Actor and comedian Alec Mapa, a longtime contributor to countless films and television shows, has made an indelible contribution as an advocate for the LGBT community. He received the Davidson Valentini GLAAD award for his humanitarian work, and toured the country to raise funds for the Human Rights Campaign and the Matthew Shepard Foundation. His recent autobiographical one‑man show Baby Daddy is a compelling tale of his experiences with adoption and parenthood.
It is difficult to overstate the legendary Bette Midler‘s contributions to popular culture, from her award‑winning albums to her film work to her humanitarianism. Having made her Broadway debut in the original production of Fiddler on the Roof, Ms. Midler returns to Broadway for the first time in over thirty years with I’ll Eat You Last: A Chat With Sue Mengers, a solo play about the captivating Hollywood talent agent.
Anthony Rapp, best‑known and beloved for originating the role of Mark Cohen in Rent, is more recently recognized for the remarkable Without You, a memoir and autobiographical solo show about Mr. Rapp’s early experiences with Rent and his relationship with his mother. This heartfelt performance is a thoughtful rumination on identity, memory, and grief that resonated with audiences worldwide.
William Shatner became a celebrated household name with his portrayal of Captain Kirk in television and film versions of the science fiction phenomenon Star Trek. Mr. Shatner reflected on his distinguished life and career in the solo show Shatner’s World: We Just Live in It, which played Broadways and nationwide, and reminded audiences of the vast scope of Mr. Shatner’s contribution to American culture over many decades.
The preeminent Irish actress Fiona Shaw is renowned for her interpretation of classic roles including Medea, Hedda Gabler, and Mother Courage.

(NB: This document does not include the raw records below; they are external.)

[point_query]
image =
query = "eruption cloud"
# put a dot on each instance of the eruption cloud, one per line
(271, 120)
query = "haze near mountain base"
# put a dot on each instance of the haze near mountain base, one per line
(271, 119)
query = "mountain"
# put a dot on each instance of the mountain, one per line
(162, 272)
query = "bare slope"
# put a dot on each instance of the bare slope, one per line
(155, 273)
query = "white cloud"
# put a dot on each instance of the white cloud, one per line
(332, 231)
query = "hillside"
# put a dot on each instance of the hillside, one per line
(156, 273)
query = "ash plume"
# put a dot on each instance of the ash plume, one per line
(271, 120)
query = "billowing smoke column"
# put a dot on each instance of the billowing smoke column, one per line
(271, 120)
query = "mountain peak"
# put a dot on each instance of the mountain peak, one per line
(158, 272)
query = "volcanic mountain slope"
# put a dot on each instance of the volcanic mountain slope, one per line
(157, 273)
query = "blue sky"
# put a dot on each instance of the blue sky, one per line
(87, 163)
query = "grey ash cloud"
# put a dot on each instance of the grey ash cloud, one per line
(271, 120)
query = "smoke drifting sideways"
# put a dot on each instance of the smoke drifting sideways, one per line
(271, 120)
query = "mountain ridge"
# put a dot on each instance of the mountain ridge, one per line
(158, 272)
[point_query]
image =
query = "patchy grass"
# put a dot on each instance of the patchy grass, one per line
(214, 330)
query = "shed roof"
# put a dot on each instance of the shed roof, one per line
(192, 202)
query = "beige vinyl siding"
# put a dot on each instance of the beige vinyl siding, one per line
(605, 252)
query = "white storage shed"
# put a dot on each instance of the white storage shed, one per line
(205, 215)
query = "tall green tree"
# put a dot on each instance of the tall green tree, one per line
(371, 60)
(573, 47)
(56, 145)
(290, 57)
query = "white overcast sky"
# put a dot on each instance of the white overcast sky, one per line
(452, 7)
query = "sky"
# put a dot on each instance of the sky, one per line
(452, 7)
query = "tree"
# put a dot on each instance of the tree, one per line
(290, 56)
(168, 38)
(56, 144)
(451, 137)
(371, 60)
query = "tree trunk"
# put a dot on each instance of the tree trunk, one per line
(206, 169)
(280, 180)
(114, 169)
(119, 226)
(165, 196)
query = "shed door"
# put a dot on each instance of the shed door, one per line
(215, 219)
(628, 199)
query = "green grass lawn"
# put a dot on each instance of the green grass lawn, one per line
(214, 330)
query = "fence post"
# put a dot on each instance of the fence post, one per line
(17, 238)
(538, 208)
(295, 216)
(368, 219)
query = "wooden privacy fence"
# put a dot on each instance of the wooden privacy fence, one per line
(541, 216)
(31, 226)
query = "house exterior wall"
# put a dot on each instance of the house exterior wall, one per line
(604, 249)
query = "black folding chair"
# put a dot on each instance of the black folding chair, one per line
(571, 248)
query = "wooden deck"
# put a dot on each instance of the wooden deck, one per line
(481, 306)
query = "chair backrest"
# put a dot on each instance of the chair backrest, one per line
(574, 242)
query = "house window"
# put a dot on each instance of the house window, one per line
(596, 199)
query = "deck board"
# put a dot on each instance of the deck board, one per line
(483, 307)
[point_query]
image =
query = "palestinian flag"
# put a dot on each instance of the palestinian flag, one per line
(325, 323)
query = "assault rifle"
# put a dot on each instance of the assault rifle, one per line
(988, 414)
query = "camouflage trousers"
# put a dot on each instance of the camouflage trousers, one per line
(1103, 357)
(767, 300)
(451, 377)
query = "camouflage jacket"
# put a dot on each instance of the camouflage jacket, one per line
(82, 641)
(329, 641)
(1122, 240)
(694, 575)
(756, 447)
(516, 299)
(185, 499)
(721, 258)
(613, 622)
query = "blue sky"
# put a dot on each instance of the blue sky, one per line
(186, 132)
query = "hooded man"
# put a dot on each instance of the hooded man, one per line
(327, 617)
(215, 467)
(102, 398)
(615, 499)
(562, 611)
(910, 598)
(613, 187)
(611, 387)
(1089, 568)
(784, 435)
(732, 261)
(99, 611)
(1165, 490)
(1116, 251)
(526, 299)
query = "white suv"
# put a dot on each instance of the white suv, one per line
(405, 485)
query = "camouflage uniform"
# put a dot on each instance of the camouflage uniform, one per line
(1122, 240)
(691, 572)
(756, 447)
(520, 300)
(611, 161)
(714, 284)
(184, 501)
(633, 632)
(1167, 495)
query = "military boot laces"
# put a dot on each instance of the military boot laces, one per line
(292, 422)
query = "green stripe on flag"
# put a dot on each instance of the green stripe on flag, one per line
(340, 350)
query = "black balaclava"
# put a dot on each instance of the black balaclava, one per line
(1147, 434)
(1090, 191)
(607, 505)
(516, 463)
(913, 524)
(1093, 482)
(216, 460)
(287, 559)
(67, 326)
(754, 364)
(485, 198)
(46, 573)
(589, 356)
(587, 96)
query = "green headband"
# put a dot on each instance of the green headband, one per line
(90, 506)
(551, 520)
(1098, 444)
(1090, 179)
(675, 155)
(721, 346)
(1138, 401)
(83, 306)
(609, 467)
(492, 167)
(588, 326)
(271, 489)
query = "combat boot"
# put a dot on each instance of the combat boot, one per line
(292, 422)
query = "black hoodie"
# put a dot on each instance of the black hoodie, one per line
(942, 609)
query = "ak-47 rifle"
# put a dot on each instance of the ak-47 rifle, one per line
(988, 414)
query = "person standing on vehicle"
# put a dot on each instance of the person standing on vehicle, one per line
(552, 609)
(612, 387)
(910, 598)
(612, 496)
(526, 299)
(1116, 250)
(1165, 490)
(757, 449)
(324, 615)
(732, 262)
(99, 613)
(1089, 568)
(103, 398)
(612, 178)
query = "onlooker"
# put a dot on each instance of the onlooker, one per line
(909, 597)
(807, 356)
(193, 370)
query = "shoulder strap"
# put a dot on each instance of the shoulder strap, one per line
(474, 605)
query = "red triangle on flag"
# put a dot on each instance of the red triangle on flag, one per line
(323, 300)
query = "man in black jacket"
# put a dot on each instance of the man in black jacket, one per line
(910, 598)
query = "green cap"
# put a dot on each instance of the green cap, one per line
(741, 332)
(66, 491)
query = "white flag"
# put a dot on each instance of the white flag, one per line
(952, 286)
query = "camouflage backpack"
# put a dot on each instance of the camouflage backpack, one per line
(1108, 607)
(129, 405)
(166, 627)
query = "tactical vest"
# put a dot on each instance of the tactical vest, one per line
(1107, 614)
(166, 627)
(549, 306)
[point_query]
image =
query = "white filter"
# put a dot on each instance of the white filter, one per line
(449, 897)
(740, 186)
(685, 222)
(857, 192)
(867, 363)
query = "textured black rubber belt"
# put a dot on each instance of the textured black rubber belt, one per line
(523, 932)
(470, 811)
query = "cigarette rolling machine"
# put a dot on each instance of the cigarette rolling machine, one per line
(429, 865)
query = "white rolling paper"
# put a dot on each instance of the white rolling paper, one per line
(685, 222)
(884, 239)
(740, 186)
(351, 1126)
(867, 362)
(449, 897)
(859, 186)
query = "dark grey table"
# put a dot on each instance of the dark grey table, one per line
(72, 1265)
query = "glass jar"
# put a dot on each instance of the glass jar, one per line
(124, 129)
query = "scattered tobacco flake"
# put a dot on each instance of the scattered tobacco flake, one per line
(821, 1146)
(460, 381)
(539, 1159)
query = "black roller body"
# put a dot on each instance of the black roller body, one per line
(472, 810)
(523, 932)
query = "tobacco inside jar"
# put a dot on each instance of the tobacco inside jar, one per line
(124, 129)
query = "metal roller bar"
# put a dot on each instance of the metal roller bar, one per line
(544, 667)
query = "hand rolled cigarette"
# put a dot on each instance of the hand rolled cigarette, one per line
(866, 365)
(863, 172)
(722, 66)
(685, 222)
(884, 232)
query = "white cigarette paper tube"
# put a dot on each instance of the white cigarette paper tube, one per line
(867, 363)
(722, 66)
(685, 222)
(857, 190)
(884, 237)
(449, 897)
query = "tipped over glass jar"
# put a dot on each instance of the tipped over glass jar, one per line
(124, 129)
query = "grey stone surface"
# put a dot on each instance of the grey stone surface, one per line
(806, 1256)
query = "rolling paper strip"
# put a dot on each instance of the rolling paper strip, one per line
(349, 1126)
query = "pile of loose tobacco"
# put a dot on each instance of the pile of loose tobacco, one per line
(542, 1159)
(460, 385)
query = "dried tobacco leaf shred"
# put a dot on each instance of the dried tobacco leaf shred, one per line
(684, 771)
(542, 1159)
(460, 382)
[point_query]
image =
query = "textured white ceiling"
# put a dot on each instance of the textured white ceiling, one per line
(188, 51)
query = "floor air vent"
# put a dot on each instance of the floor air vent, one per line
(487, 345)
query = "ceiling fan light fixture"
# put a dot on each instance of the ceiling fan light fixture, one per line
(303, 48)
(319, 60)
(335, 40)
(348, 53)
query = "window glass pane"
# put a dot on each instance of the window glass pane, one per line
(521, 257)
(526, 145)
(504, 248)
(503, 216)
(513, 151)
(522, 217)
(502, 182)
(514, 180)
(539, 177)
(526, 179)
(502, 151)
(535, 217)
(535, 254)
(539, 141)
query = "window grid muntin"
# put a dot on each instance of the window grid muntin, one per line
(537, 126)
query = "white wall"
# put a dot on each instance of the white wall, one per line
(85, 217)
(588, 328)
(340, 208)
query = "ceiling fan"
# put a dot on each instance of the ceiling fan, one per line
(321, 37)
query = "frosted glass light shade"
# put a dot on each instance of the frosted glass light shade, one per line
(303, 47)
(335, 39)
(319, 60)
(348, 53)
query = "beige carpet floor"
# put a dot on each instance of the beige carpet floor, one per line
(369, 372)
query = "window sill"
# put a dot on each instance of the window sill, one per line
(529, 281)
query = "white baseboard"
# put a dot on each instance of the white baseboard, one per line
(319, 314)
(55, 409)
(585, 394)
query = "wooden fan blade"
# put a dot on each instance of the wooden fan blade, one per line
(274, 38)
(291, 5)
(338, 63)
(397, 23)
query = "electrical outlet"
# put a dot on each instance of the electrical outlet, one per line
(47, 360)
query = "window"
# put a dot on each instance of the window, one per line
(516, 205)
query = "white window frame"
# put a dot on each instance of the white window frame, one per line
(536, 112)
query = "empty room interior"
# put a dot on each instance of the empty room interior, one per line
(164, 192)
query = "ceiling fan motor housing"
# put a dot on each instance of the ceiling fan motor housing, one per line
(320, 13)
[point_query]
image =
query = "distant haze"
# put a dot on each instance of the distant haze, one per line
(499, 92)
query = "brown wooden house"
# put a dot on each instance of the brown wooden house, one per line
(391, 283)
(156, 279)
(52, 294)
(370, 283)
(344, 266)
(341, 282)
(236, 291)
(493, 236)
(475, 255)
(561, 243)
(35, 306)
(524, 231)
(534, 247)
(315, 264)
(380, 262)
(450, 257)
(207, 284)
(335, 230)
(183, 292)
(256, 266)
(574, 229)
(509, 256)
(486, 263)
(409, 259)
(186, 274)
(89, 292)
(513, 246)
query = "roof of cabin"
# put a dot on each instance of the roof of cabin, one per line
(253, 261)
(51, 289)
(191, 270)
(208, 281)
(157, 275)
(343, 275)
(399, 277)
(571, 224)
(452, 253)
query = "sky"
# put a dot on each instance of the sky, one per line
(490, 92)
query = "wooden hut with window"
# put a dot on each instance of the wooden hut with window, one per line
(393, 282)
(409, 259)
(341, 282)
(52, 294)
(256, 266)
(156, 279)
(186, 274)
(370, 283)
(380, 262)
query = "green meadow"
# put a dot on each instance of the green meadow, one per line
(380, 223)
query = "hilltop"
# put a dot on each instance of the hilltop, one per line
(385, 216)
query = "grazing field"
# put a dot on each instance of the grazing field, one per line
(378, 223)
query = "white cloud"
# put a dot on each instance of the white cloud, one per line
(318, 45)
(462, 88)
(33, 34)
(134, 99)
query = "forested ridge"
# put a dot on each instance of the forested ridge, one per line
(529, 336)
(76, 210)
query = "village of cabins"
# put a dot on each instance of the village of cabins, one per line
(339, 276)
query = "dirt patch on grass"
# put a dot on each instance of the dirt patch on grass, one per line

In The Testament of Mary, she takes on the challenge of perhaps the most iconic female figure with her portrayal of the Virgin Mary twenty years after the crucifixion. Ms. Shaw’s delicate and provocative performance depicts a grieving mother whose finds her personal tragedy encroached upon by other agendas.
Holland Taylor, who has had a diverse and outstanding career in theater, television and film, has written and is performing a solo play about Ann Richards, the larger‑than‑life charismatic Texas governor whose tenure preceded George W. Bush’s. Ms. Taylor, known also for her charitable work, won an Emmy for her role in The Practice in 1999, and her return to Broadway is a welcome and exciting tribute from one indomitable woman to another.